Con eso, aquellas paredes blancas y frías comenzaron a coger forma. Mis padres trabajaron sin descanso para transformar aquel lugar de paso en un hogar, en el sitio de nuestro recreo. Aparecieron muebles, recuerdos en el corcho, diarios de una niña que se hacía adolescente… Aparecieron historias, amistades, amores y amantes. Apareció la vida sin darme cuenta. Y Maná, también llegó Maná. 

Sin embargo, conforme pasaron los años, dejamos de ir tan a menudo. La emoción de los primeros momentos se había convertido en hastío. Unos tomaron un camino, otros tomaron otro. La urbanización nos atrapaba y yo me sentía desterrada en todo momento. Dividida entre varias tierras. En la puerta se colgó el cartel de “SE VENDE”. Y no, no se vendió entonces. Ahora entiendo el por qué, quizá no podíamos irnos con el sabor amargo de aquello que nos había dado tantas cosas buenas. Y sí, volví a los años y la casa seguía como siempre. Fue entonces ahí, en ese momento, donde descubrí que, en realidad, había tenido el lujo de poder echar raíces en muchos sitios.

La casa se quedó allí, mis padres volvían de vez en cuando. Mi vuelta era obligatoria, pero yo no lo sabía.

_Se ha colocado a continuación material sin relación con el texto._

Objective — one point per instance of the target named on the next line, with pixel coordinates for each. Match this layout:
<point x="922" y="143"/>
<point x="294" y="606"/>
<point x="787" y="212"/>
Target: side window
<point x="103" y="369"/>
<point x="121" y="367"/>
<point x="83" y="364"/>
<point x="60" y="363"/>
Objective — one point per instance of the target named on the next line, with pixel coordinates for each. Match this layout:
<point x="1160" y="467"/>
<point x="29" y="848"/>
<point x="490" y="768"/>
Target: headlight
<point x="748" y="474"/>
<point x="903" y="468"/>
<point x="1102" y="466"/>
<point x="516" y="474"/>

Recuerdo la primera vez que pisé de nuevo la acera. La parcela había perdido su esplendor. Pero, tras abrir la puerta de dentro, me di cuenta que todo estaba esperándome con los brazos abiertos. La calma, el silencio, la plenitud… Algunas de las cosas que no había sido capaz de agradecer. Por primera vez en años, me sentía bien. Me sentía bien allí, me sentía en casa de nuevo.

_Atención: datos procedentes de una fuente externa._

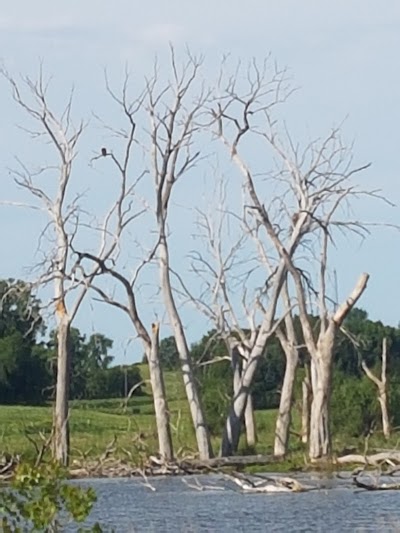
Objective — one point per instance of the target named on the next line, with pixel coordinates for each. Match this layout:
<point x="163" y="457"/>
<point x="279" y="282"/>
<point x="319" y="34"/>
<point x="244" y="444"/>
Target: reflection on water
<point x="127" y="506"/>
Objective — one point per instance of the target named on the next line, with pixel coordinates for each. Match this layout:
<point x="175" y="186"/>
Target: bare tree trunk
<point x="159" y="397"/>
<point x="192" y="393"/>
<point x="385" y="414"/>
<point x="283" y="420"/>
<point x="61" y="441"/>
<point x="320" y="437"/>
<point x="230" y="437"/>
<point x="305" y="406"/>
<point x="382" y="388"/>
<point x="249" y="421"/>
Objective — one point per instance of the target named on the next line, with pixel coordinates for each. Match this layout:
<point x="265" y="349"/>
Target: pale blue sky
<point x="343" y="56"/>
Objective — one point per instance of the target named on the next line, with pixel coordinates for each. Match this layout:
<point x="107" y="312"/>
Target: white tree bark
<point x="288" y="342"/>
<point x="306" y="405"/>
<point x="159" y="397"/>
<point x="191" y="388"/>
<point x="321" y="372"/>
<point x="284" y="418"/>
<point x="381" y="384"/>
<point x="249" y="421"/>
<point x="151" y="349"/>
<point x="61" y="440"/>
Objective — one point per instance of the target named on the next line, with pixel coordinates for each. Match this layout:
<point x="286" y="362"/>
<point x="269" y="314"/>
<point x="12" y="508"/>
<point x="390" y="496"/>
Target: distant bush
<point x="39" y="499"/>
<point x="354" y="405"/>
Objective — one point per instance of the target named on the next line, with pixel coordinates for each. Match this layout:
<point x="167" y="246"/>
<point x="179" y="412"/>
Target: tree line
<point x="28" y="369"/>
<point x="260" y="266"/>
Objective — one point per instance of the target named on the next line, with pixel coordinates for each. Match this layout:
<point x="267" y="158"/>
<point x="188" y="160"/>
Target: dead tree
<point x="174" y="111"/>
<point x="150" y="342"/>
<point x="381" y="384"/>
<point x="218" y="266"/>
<point x="310" y="187"/>
<point x="289" y="344"/>
<point x="66" y="223"/>
<point x="123" y="220"/>
<point x="306" y="397"/>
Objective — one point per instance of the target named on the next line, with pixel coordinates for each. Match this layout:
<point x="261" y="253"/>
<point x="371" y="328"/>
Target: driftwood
<point x="389" y="457"/>
<point x="155" y="466"/>
<point x="372" y="484"/>
<point x="267" y="484"/>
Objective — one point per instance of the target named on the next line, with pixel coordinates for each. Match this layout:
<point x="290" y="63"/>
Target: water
<point x="128" y="506"/>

Volver a visitarla también trajo cambios importantes: un buen lavado de cara, pintar paredes, muebles, cambiar algunas cosas… Un cambio radical. Aunque los recuerdos seguían intactos. La intención de todo esto era colgar de nuevo el cartel.

Esta vez sí que no lo vi venir. Había llegado el momento. Y no había marcha atrás.

Desperté del letargo, miré la hora y fui corriendo a por el pollo. Regresé a casa y terminé de recoger las últimas cosas. Sabía que también algo nuevo muy bueno me estaba esperando, pero no pude evitar derramar alguna lágrima. Era el momento de la despedida: “Hasta siempre, casa, ¡Gracias por existir!”